MICHAEL R. MERZ, Magistrate Judge.

This case is before the Court on Defendant Lewis's Motion to Reopen Time to File an Appeal (Doc. No. 210).

Fed. R. App. P. 4(a)(6) provides that a district court may reopen the time to file an appeal provided the moving party did not receive notice of the entry of judgment within 21 days after entry and the motion for leave is filed not later than 14 days after the moving party receives notice of the judgment. Reopening is discretionary, not mandatory upon fulfillment of the conditions.

The docket does not show that the Entry and Order (Doc. No. 206) overruling Lewis's 60(b)(4) motion (Doc. No. 203) was sent to him when it was entered. The docket does show that a copy was sent on August 18, 2014. Lewis's Motion to Reopen does not state when he received a copy of the Entry and Order, but his instant Motion was not filed until the 21st day after a copy was sent to him. Lewis has not shown that he satisfies the fourteen days limit on filing a motion to reopen after receiving notice of a judgment.

Moreover, even if Lewis did show he meets that deadline, the Court should not reopen the time to appeal because the Court has already determined that any appeal would be objectively frivolous.
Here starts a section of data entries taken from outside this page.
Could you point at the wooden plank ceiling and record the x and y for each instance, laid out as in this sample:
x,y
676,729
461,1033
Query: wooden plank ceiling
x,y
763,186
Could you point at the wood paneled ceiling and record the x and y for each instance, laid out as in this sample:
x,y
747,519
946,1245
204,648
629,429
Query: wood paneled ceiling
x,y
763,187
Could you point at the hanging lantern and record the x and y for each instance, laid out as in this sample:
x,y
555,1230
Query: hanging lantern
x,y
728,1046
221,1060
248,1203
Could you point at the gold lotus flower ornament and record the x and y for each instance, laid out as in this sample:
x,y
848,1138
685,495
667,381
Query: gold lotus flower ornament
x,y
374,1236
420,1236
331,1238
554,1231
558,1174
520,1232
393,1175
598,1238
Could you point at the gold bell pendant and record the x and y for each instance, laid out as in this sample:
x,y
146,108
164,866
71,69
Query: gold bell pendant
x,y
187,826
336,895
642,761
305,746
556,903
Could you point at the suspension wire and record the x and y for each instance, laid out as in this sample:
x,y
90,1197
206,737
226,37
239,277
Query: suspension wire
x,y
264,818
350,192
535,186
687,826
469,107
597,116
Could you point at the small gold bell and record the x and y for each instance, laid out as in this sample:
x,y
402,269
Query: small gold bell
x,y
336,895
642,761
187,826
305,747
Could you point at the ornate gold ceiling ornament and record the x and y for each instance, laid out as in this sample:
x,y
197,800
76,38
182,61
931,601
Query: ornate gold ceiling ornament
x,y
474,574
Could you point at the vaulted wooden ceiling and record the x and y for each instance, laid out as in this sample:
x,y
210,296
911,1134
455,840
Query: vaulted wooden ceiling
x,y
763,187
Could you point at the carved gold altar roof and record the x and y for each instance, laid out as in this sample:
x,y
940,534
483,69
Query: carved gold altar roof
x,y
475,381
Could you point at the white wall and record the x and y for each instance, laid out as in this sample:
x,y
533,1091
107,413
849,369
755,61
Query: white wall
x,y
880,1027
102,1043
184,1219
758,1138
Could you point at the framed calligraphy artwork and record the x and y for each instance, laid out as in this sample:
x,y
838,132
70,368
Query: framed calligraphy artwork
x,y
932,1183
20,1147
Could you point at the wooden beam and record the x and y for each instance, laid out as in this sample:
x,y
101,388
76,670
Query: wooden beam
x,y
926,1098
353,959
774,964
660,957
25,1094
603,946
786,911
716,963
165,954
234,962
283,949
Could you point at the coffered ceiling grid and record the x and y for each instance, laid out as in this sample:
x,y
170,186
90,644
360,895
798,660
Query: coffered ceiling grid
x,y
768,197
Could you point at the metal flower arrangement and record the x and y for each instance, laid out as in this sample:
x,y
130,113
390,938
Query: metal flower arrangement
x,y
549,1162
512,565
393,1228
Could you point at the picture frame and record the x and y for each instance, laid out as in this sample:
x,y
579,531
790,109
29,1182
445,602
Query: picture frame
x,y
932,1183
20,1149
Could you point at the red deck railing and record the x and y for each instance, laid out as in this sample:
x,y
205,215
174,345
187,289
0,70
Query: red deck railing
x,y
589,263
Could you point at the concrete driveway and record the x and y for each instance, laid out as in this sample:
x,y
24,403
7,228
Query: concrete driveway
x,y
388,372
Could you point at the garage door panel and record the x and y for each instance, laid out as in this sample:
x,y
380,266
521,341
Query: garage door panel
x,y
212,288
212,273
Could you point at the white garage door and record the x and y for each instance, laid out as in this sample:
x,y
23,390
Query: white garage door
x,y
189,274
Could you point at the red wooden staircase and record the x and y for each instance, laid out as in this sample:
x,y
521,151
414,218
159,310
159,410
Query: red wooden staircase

In part this is because it was Lewis' seventh Rule 60(b) motion, attempting to relitigate issues already decided against him and on which he did not appeal.

Because any appeal would be objectively frivolous, this Court should not exercise its discretion to allow an appeal and probably burden the court of appeals with at least a certificate of appealability decision and an in forma pauperis decision.